Meyer et al (2004) had reported how alumina tri-hydrate and silica
fillers improved the erosion resistance of silicone rubber during dry band
arcing. It was found that the thermal conductivity of the composite material is
dependent on the concentration, particle size, and bonding of the filler
particles to the silicone matrix. It was also found that the ATH filler imported
better erosion resistance than silica in silicone rubber. Rajini et al (2004) had
investigated the surface tracking phenomena in different polymeric insulating
materials such as SIR, Ethylene-Propylene Diene Monomer (EPDM), and
High density polyethylene (HDPE). The tracking test was conducted as per
IEC (587) standard under AC and DC voltages. It was found that the silicone
rubber tracking performance was superior compared with other materials.
Ratzke et al (2005) had studied how nano fillers and micro fillers in an HTV
(High Temperature Vulcanizing) silicone elastomer affect the resistance to
arcing. In this work the best dispersion was obtained for nano silica. On the
30
other hand, large agglomerates were found to be formed by nano alumina.

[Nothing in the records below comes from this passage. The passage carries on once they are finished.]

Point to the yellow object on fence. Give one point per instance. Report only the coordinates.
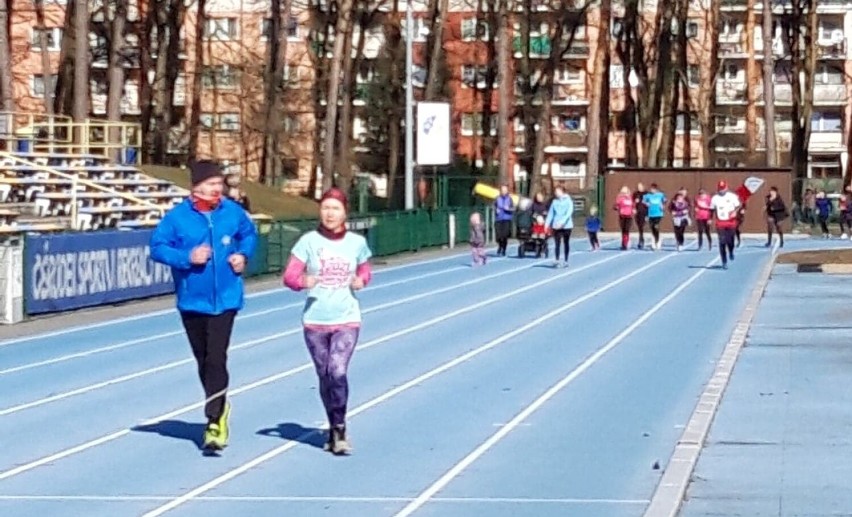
(491, 193)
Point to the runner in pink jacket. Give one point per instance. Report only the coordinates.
(626, 210)
(702, 218)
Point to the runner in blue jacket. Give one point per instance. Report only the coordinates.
(560, 221)
(207, 240)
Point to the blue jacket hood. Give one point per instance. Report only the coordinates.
(214, 287)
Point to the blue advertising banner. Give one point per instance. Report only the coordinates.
(69, 271)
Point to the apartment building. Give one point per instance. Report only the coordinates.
(234, 55)
(739, 90)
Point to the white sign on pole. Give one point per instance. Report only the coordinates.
(433, 133)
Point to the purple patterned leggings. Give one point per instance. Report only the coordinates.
(331, 349)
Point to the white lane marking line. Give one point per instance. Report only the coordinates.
(396, 391)
(322, 499)
(146, 339)
(268, 380)
(295, 330)
(468, 460)
(670, 491)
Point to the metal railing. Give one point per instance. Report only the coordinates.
(32, 132)
(76, 181)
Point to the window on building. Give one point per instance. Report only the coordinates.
(569, 122)
(38, 85)
(292, 27)
(229, 122)
(475, 29)
(219, 76)
(221, 29)
(693, 76)
(471, 123)
(826, 122)
(568, 74)
(827, 74)
(693, 123)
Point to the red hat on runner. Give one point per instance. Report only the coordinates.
(336, 193)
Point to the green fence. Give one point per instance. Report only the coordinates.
(387, 233)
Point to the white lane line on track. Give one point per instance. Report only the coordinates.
(178, 501)
(590, 361)
(163, 312)
(294, 330)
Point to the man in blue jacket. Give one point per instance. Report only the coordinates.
(560, 222)
(504, 209)
(207, 240)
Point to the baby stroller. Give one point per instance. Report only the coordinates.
(531, 236)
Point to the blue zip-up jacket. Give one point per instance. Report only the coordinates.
(823, 205)
(214, 287)
(593, 223)
(561, 213)
(503, 206)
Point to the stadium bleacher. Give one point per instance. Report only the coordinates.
(45, 188)
(59, 191)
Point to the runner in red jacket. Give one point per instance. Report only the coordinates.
(725, 205)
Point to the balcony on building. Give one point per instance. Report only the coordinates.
(778, 6)
(731, 91)
(129, 104)
(572, 46)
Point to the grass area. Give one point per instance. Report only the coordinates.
(264, 200)
(817, 257)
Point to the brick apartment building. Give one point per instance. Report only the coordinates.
(235, 40)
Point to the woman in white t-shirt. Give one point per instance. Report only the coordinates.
(331, 263)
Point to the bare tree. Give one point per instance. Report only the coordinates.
(276, 65)
(436, 48)
(506, 81)
(115, 70)
(769, 86)
(197, 78)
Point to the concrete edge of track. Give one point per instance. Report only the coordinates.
(671, 490)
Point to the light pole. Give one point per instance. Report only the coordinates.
(409, 106)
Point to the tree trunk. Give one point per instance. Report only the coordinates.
(436, 54)
(5, 62)
(197, 80)
(64, 98)
(80, 109)
(506, 94)
(394, 123)
(342, 32)
(347, 93)
(115, 73)
(751, 92)
(45, 56)
(685, 102)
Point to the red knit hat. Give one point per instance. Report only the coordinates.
(336, 193)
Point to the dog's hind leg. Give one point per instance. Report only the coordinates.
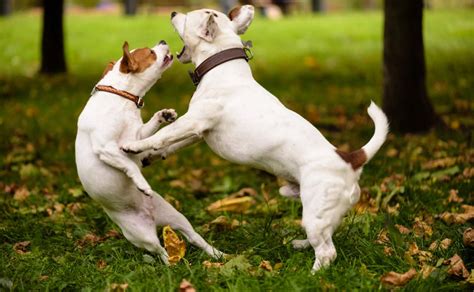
(140, 229)
(290, 190)
(323, 208)
(165, 214)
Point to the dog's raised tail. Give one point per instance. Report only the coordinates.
(360, 157)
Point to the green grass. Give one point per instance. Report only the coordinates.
(327, 68)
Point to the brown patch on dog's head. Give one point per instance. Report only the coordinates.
(109, 67)
(234, 12)
(137, 61)
(356, 158)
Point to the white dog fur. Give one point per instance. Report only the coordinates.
(113, 178)
(244, 123)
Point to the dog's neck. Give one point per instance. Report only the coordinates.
(126, 82)
(235, 72)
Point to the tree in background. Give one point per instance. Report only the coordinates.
(405, 99)
(131, 7)
(53, 60)
(5, 7)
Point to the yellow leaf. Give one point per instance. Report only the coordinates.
(396, 279)
(456, 267)
(266, 266)
(175, 247)
(186, 286)
(468, 237)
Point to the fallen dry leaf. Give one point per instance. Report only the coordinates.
(382, 237)
(396, 279)
(115, 287)
(21, 194)
(209, 265)
(101, 264)
(458, 218)
(266, 266)
(175, 247)
(422, 228)
(222, 223)
(456, 267)
(468, 237)
(453, 197)
(22, 247)
(402, 229)
(186, 286)
(445, 243)
(426, 271)
(440, 163)
(387, 250)
(238, 202)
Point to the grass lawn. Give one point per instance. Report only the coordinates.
(327, 68)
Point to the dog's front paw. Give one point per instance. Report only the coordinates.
(167, 115)
(147, 191)
(131, 148)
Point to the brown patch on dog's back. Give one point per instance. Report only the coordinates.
(234, 12)
(356, 158)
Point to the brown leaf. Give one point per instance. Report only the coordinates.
(175, 247)
(396, 279)
(402, 229)
(458, 218)
(238, 202)
(468, 237)
(421, 228)
(453, 197)
(115, 287)
(22, 247)
(21, 194)
(456, 267)
(186, 286)
(426, 271)
(388, 250)
(445, 243)
(222, 223)
(209, 265)
(101, 264)
(382, 237)
(266, 266)
(440, 163)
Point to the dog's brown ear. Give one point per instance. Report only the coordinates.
(208, 30)
(234, 12)
(128, 64)
(241, 17)
(109, 67)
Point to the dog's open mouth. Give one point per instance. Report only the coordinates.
(167, 59)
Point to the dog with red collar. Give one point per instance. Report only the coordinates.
(113, 178)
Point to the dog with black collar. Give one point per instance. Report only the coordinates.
(244, 123)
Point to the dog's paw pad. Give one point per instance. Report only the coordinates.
(168, 115)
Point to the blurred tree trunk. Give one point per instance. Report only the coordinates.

The results of the arcing tests demonstrated longer test time duration with
increased filler concentrations of silica and alumina. The authors found that
the thermal conductivity increased in an approximately linear fashion with the
filler concentration. Enhanced resistance to arcing with nano silica was
achieved only at a high concentration of filler, approximately40% wt. It was
also found that the strong interfacial bonding and small inter-filler spacing of
the nano dielectrics restrict material degradation. Chernery et al (2005) had
studied the inorganic fillers used in silicone rubber to enhance the properties
of thermal conductivity, relative permittivity, and electrical conductivity for
outdoor insulation application. They used barium titanate fillers to contribute
for increasing the relative permittivity and the fillers with antimony doped
zinc oxide contributed towards electrical conductivity and preventing the
partial discharge and corona discharge on the surface of the insulations. They
also used silica and aluminium trihydrate to improve the thermal conductivity
of the composites and increased the resistance to erosion due to heat produced
by dry band arcing. It was reported that the relative permittivity of the
composites predicted with greater accuracy if the relative permittivity of the
individual filler particles was known and the predicted thermal conductivity
should be possible if the gas layer is thin between the filler and polymer
matrix.
Roy et al (2005) had studied the voltage endurance behavior of
cross-linked polyethylene (XLPE) significantly improved with the inclusion
of treated nano particles (aminosilane- treated nano silica, vinylsilane-treated
nano silica). It was found that all the nano scale fillers had significantly
improved breakdown strength and endurance over the base resin. Yong Zhu
et al (2005) had explored experimentally to examine the suppression effect of
alumina trihydrate (ATH) filler on the erosion of filled SIR exposed dry band
arc discharge. In this study, one simulated electrolyte electrode system was
31
used to generate dry band arc discharge and eroded mass of SIR filled with 0-
50% wt ATH was measured. The TG-DTA was applied to study the thermal
characteristics of filled SIR and clarify the suppression mechanism of ATH
on the heat erosion. The physicochemical analyses on the degraded specimens
were carried out by using FTIR and SEM. They demonstrated that the erosion
of filled SIR due to dry band discharge can be well suppressed with the
increase of ATH filler content. Ehsani et al (2005) reported that the
experimental investigation concerned with electrical and surface properties of
a silicone modified polymer in comparison with silicone rubber ethylene-
propylene-dine monomer and alloy of SIR-EPDM. The loss of
hydrophobocity of polymeric materials induced by ultraviolet radiation (UV),
saltspary and water salinity aging was examined in this work. The ATR-FTR
was used to study the surface degradation of polymers occurring during UV
aging. Tracking and erosion induced by high electrical stress reduced the
lifetime of polymeric materials. The results of standard tests showed that the
SIR suffered from deterioration of tracking resistance caused by the loss of
hydrophobicity from the action of water salinity stresses. The silicone
modified polymer showed good hydrobobicity behavior in environmental
conditions and excellent tracking and erosion resistance compared to SIR,
EPDM and alloy of SIR-EPDM.
Chandrasekar et al (2006) investigated the tracking phenomenon in
silicone rubber material under AC and DC voltage. The leakage current
during the tracking studies was measured and analysed by using moving
average technique. They reported that the tracking was more severe and the
tracking time was less under DC voltage. They also concluded that the
leakage current magnitude was high in thermally aged specimens compared to
the virgin sample. They extended their research to measure the surface
condition of the insulation materials with water aged specimen and the
diffusion co efficient of the material was calculated. The reduction in contact
32
angle of the specimen had directly influencing the reduction of tracking time
were found. The tensile test and dynamic mechanical analysis (DMA) are
used to understand the mechanical properties of the material.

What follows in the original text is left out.